Friday, December 15, 2017

Name That Composer

Back when I lived in an area served by a classical music radio station, I became a power-player in the game of Name That Composer. To help you achieve a similar level of success, here are some of the cheats, I mean rules, I played by. These are only some of the mental shortcuts that helped me maintain a high score. For many composers, however, there is no substitute for simply listening to a lot of their music.

Rule 1. When you tune in and you find what sounds like a symphony in progress, if it sounds like Haydn...
  • 1a. ...but its slow movement drags, it's by Mozart.
  • 1b. ...but it takes unexpectedly daring harmonic risks that totally pay off, it's early Beethoven.
  • 1c. ...but it takes unexpectedly daring harmonic risks that don't entirely pay off, it's early Schubert.
  • 1d. ...but it's scored entirely for strings, it's early Mendelssohn.
  • 1e. ...but nothing, it's Haydn.
Rule 2. If it sounds like Schumann, it's Schumann. Nobody else wrote music that sounded like Schumann's.
Exception: Max Bruch.

Rule 3. If it sounds like Berlioz, it's Berlioz. Nobody else wrote music that sounded like Berlioz's.

Rule 4. If it sounds like Bruckner, it's Bruckner. Nobody else wrote music that sounded like Bruckner's.

Rule 5. If it sounds like Sibelius, it's Sibelius. Nobody else wrote music that sounded like Sibelius.
Exceptions: Early Lars-Erik Larsson and Luís de Freitas Branco.

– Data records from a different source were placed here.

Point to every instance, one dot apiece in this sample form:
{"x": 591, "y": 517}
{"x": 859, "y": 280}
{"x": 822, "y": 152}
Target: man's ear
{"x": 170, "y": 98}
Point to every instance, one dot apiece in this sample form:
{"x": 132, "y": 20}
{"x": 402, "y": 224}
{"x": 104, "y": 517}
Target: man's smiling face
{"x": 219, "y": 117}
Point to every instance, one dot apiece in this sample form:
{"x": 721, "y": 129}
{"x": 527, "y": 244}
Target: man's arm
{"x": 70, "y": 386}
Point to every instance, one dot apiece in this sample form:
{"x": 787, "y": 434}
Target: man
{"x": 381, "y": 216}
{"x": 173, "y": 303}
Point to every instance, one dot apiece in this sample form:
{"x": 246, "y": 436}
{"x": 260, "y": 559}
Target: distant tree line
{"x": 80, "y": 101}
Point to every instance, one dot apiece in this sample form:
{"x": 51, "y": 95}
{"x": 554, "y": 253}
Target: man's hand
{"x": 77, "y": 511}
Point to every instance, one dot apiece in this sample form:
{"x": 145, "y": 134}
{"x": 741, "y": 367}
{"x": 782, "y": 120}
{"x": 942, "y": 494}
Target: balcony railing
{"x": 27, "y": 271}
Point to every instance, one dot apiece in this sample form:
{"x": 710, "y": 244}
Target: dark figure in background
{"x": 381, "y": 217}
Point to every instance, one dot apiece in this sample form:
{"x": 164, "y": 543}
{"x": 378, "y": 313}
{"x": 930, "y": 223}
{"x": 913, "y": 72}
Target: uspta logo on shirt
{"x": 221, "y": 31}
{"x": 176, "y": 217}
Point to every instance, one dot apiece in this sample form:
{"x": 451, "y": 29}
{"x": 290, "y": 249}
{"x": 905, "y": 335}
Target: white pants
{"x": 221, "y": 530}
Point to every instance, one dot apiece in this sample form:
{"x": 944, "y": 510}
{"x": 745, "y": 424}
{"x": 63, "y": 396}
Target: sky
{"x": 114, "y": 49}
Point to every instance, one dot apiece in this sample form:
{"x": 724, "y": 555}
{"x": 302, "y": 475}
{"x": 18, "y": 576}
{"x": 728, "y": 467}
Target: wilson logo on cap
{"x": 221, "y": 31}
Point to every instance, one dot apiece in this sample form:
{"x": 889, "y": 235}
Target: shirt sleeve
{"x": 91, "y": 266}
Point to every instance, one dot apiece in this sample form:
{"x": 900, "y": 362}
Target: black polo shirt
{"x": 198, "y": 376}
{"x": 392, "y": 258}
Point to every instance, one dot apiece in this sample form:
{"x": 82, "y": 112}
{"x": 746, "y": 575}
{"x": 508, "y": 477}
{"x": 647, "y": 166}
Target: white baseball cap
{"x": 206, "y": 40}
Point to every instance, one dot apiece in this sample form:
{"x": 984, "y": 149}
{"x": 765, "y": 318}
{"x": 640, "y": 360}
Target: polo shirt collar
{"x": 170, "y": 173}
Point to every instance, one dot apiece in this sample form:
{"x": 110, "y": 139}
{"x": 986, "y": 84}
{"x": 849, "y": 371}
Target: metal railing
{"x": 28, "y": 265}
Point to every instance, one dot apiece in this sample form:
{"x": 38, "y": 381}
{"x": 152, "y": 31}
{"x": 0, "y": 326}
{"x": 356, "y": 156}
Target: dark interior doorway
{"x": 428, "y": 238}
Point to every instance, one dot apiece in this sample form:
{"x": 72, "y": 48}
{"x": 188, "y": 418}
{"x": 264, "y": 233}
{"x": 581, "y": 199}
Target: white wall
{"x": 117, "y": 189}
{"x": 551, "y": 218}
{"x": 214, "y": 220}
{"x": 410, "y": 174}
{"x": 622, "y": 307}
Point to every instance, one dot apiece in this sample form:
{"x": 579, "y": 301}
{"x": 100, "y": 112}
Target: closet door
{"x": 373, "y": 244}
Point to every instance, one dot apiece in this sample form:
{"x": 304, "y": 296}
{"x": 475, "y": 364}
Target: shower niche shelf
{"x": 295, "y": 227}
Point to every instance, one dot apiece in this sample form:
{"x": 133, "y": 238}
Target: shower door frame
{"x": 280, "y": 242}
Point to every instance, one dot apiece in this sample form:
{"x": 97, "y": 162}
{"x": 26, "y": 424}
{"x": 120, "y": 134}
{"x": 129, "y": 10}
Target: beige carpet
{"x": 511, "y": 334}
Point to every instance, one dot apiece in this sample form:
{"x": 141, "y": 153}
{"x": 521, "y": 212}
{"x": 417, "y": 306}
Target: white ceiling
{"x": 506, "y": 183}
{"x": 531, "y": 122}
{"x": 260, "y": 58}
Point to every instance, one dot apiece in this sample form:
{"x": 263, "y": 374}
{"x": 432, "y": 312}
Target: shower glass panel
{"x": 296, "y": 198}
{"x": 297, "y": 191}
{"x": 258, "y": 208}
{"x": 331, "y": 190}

Rule 6. If it drips with Central Asian exoticism, it is probably by one of a handful of Russian romantic composers. But no matter who is credited with writing it, Rimsky-Korsakov most likely meddled with it.

Rule 7. If it turns out to be an early symphony or orchestral suite by Bizet, Gounod, Massenet, or Holst, your classical radio station sucks. Someone should tell its programming director to play significant music.

Rule 8. If it fills you with an urge to dance,
  • 8a. ...with satyrs and unicorns, it's Beethoven's Sixth (Pastoral) Symphony.
  • 8b. ...with hobnailed boots on, it's Beethoven's Seventh Symphony.
  • 8c. ...while wearing lederhosen, it's the scherzo of Schubert's Great C Major Symphony.
  • 8d. ...with tutu-clad hippos, elephants, crocodiles, and ostriches, it's a ballet by Ponchielli.
  • 8e. ...with anthropomorphic flowers, sugarplum fairies, nutcrackers, or fairy-tale characters, it's a ballet by Tchaikovsky.
  • 8f. ...with a fur coat on, because at the same time the music chills you like a wind off the Siberian steppe, it's a ballet by Stravinsky.
  • 8g. ...because the moment you stop dancing, a Red Army firing squad will open fire on you, it's either Prokofiev (if you feel like you learned your steps at the dacha of your wealthy, upper-class family) or Shostakovich (if you feel like your vodka-merchant father sent you to a dancing school).
Rule 9. If it bores the daylights out of you,
  • 9a. a stuffy, British way, it's Elgar.
  • 9b. a blue-collar, British way, it's Vaughan Williams.
  • 9c. an bourgeois, German way, it's Richard Straus.
  • 9d. a proletarian, German way, it's Hindemith.
  • 9e. a lush, French way, it's Saint-Saëns.
  • 9f. an austere, French way, it's Milhaud or possibly Honegger.
  • 9g. a next-to-banal, French way, it's Poulenc.
  • 9h. the manner of a prosperous Russian émigré, it's Rachmaninoff.
  • 9i. the manner of a starving Russian nobleman, it's Medtner.*
  • 9j. the manner of an obedient member of the Soviet Composers' Union, it's Kabalevsky.
Rule 10. If it sounds like the aural equivalent of an impressionist painting,
  • 10a. ...but with a touch of English folk melody, it's Delius.
  • 10b. ...but with a certain Slavic twinge, it's Scriabin.
  • 10c. ...but with a French or Spanish warmth, it's Debussy.
  • 10d. ...but with French or Spanish coldness, it's Ravel.
I might add more rules in a later post, to deal with genres other than "what sounds like a symphony."

*...although, I suppose, he didn't write much that sounds like a symphony - unless you count Piano Concertos.